Egypt snubs Turkish protests
People walk past a poster depicting Turkish Prime Minister Tayyip Erdogan that has been pasted by demonstrators at Taksim Square in Istanbul - Reuters

Egypt's ruling party Muslim Brotherhood has slammed anti-government protests in Turkey as an attempt to topple the Islamic governing party in Ankara.

The brotherhood, which ousted Egypt's dictator Hosni Mubarak, said Turkish demonstrations were directed against an Islamic renaissance.

Scores of Muslim Brotherhood leaders have criticised anti-government protesters and voiced support for the Justice and Development Party led by Prime Minister Recep Tayyip Erdogan.

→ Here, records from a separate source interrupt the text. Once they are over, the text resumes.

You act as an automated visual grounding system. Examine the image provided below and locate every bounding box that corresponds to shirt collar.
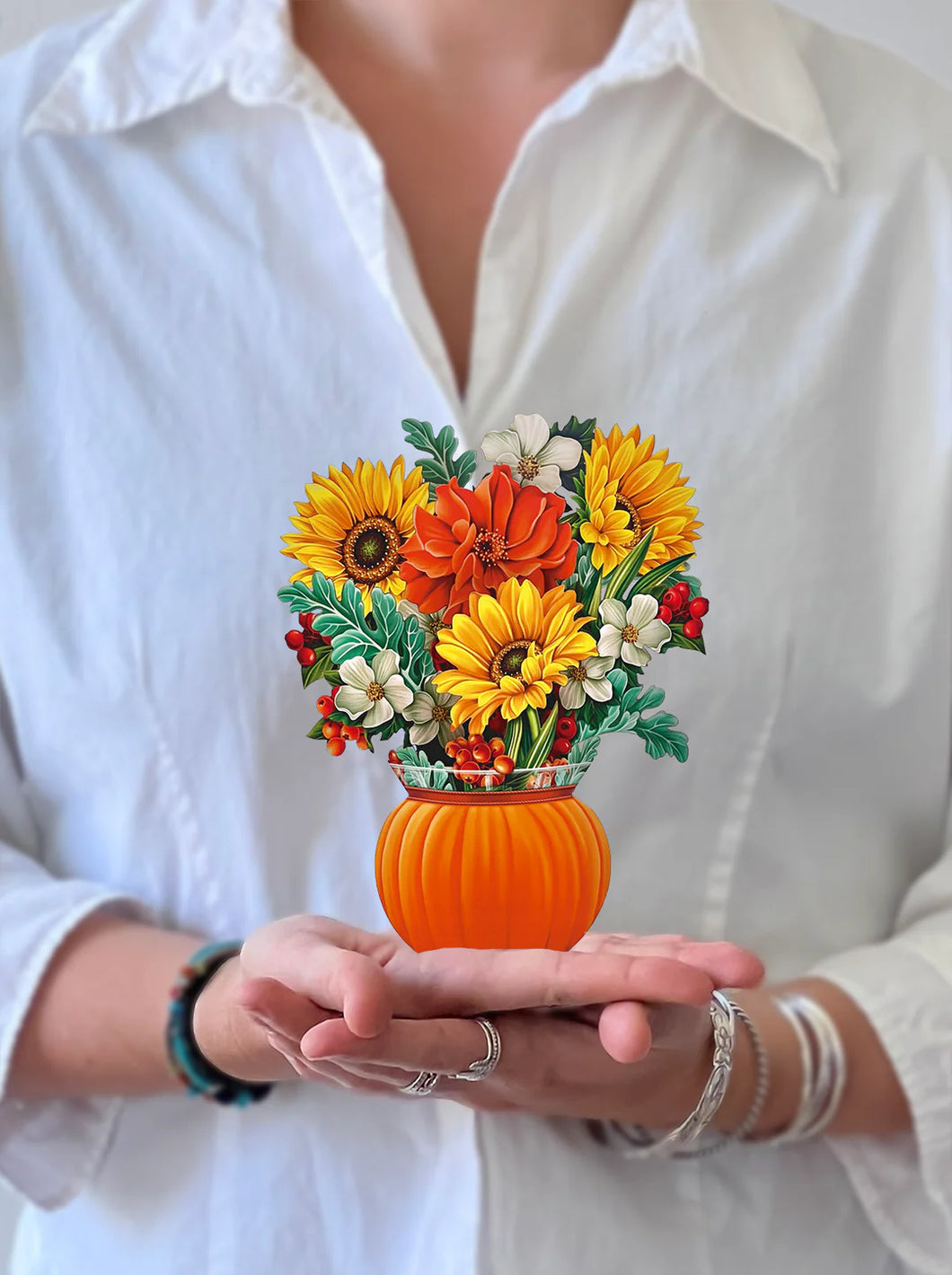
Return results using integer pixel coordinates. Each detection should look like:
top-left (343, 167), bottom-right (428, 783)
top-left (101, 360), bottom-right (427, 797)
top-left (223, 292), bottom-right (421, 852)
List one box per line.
top-left (25, 0), bottom-right (840, 188)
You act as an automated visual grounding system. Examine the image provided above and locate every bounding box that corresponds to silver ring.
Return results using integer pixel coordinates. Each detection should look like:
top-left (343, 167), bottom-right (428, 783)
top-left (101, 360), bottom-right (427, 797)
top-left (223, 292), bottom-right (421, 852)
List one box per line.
top-left (401, 1071), bottom-right (440, 1098)
top-left (449, 1019), bottom-right (503, 1084)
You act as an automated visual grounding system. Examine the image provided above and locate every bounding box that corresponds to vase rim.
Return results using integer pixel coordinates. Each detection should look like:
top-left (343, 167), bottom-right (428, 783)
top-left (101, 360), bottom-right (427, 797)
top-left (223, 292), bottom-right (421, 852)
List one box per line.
top-left (403, 783), bottom-right (576, 805)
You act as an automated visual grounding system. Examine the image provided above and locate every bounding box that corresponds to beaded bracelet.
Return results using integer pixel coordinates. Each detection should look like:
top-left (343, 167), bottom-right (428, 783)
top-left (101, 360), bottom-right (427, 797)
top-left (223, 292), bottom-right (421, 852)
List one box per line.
top-left (166, 944), bottom-right (273, 1107)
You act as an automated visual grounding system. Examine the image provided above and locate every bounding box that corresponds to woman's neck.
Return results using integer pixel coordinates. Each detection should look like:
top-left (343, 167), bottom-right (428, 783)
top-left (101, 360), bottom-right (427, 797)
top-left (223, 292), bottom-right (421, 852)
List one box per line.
top-left (291, 0), bottom-right (631, 79)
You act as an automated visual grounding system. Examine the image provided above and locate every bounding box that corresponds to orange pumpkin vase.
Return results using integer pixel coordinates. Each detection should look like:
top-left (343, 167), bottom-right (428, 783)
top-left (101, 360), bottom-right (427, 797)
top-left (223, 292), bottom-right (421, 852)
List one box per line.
top-left (376, 787), bottom-right (610, 951)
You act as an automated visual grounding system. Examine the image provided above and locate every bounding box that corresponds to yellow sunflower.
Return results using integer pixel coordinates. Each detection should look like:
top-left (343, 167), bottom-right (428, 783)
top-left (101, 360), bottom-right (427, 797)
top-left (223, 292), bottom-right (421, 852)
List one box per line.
top-left (579, 446), bottom-right (637, 574)
top-left (281, 456), bottom-right (430, 611)
top-left (589, 426), bottom-right (703, 571)
top-left (434, 580), bottom-right (596, 732)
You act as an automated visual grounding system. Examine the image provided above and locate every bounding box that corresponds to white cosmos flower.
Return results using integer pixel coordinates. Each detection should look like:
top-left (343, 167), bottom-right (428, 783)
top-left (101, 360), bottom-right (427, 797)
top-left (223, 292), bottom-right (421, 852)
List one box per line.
top-left (397, 598), bottom-right (445, 650)
top-left (334, 650), bottom-right (413, 731)
top-left (403, 682), bottom-right (457, 749)
top-left (598, 593), bottom-right (671, 668)
top-left (559, 655), bottom-right (615, 711)
top-left (482, 416), bottom-right (582, 491)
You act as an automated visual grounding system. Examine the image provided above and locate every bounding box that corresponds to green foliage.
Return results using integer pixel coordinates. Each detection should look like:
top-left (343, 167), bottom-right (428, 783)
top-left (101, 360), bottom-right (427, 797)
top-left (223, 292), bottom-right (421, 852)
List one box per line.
top-left (397, 747), bottom-right (452, 789)
top-left (633, 713), bottom-right (688, 761)
top-left (588, 668), bottom-right (665, 734)
top-left (557, 734), bottom-right (601, 784)
top-left (503, 717), bottom-right (524, 761)
top-left (633, 553), bottom-right (694, 598)
top-left (403, 417), bottom-right (476, 496)
top-left (278, 573), bottom-right (434, 691)
top-left (397, 612), bottom-right (436, 691)
top-left (301, 646), bottom-right (340, 690)
top-left (605, 526), bottom-right (655, 598)
top-left (564, 544), bottom-right (598, 607)
top-left (518, 701), bottom-right (559, 770)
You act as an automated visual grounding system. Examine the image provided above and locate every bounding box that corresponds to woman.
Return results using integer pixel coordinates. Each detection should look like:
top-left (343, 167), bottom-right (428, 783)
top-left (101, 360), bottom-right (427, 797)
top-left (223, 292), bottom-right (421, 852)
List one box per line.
top-left (0, 0), bottom-right (952, 1275)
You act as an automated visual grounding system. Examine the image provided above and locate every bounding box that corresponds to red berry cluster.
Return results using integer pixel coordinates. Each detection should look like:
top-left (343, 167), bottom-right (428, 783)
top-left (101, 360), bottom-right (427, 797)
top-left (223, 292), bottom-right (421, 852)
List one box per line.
top-left (657, 580), bottom-right (710, 638)
top-left (318, 686), bottom-right (370, 757)
top-left (549, 713), bottom-right (578, 764)
top-left (446, 734), bottom-right (516, 788)
top-left (285, 611), bottom-right (331, 673)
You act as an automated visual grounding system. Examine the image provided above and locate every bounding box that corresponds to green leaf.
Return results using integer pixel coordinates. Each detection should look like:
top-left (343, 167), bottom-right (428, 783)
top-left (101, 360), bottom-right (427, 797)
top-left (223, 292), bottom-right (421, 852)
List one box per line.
top-left (403, 417), bottom-right (476, 488)
top-left (278, 580), bottom-right (314, 614)
top-left (503, 717), bottom-right (522, 761)
top-left (597, 683), bottom-right (665, 734)
top-left (521, 702), bottom-right (559, 770)
top-left (301, 646), bottom-right (340, 690)
top-left (397, 612), bottom-right (436, 691)
top-left (297, 573), bottom-right (433, 691)
top-left (397, 747), bottom-right (451, 788)
top-left (605, 664), bottom-right (630, 699)
top-left (634, 553), bottom-right (694, 598)
top-left (634, 713), bottom-right (688, 761)
top-left (605, 526), bottom-right (655, 598)
top-left (557, 734), bottom-right (601, 784)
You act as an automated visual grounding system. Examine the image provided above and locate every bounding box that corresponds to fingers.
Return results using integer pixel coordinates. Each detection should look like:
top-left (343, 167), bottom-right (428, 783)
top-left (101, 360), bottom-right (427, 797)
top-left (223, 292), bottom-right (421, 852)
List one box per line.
top-left (391, 947), bottom-right (713, 1017)
top-left (234, 978), bottom-right (331, 1041)
top-left (598, 1001), bottom-right (652, 1062)
top-left (242, 917), bottom-right (397, 1036)
top-left (301, 1019), bottom-right (486, 1078)
top-left (574, 933), bottom-right (764, 989)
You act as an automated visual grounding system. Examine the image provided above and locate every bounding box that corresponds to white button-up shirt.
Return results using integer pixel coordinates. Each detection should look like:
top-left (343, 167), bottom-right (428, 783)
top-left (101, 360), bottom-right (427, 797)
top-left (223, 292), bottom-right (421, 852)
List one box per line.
top-left (0, 0), bottom-right (952, 1275)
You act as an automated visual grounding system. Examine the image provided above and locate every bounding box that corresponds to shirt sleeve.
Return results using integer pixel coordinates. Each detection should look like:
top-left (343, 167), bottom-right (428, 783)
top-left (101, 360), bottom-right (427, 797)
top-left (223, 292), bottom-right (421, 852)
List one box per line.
top-left (812, 839), bottom-right (952, 1275)
top-left (0, 687), bottom-right (148, 1209)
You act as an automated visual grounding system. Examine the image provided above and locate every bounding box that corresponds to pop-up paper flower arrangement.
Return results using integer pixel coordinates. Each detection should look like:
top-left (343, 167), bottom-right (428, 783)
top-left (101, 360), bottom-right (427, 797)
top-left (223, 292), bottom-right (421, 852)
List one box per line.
top-left (279, 416), bottom-right (709, 951)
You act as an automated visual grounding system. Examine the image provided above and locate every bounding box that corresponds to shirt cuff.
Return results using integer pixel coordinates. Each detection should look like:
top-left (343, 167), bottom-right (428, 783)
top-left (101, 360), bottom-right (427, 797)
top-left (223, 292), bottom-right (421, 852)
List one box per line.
top-left (0, 881), bottom-right (152, 1209)
top-left (810, 932), bottom-right (952, 1275)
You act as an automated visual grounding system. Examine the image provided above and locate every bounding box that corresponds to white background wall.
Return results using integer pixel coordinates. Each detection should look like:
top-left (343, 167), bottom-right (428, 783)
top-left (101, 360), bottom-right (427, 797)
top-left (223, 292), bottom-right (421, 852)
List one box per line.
top-left (0, 0), bottom-right (952, 1270)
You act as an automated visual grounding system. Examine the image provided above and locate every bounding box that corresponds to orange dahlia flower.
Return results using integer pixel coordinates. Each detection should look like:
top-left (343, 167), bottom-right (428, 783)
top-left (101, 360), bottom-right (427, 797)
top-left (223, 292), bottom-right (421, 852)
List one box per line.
top-left (401, 465), bottom-right (578, 614)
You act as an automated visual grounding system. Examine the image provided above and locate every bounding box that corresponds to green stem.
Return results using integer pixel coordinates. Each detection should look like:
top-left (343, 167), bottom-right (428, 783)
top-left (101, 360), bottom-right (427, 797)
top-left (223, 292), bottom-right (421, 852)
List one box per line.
top-left (524, 709), bottom-right (541, 743)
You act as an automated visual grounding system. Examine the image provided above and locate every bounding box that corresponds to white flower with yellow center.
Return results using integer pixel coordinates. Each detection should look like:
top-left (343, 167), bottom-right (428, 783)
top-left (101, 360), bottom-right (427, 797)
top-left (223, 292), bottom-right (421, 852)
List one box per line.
top-left (403, 682), bottom-right (457, 749)
top-left (598, 593), bottom-right (671, 668)
top-left (397, 598), bottom-right (446, 650)
top-left (334, 650), bottom-right (413, 731)
top-left (559, 655), bottom-right (615, 713)
top-left (482, 415), bottom-right (582, 491)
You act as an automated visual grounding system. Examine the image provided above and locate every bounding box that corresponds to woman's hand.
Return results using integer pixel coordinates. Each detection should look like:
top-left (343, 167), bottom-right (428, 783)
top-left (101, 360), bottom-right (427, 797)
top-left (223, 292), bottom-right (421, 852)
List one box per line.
top-left (295, 1002), bottom-right (712, 1129)
top-left (194, 917), bottom-right (762, 1096)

Mourad Aly, media adviser of the brotherhood's Freedom and Justice Party (FJP) in Egypt, told al-Masry al-Youm: "Some parties intentionally want to make it seem that what is going on in Turkey is a revolution. [Those] are exaggerated and have nothing to do with what is happening on the ground.

"What is going on in Turkey has nothing to do with daily or economic needs. It is intended to promote the idea that Islamic regimes, which have made economic achievements and proved to the world that they can strand in the face of all external challenges, have failed."

Another Islamist leader dubbed the Turkish protesters as "alcoholics" and hailed Erdogan as the ideal role model for Egyptian Islamists.

Alaa Abul-Nasr, leader of the Building and Development Party, said the latest round of protests was nothing but an "uprising of alcoholics".

The protests in Turkey were kicked off as a peace rally against Erdogan's redevelopment plans of a park. However, the demonstrations snowballed over the last week gathering momentum from anti-government sentiments.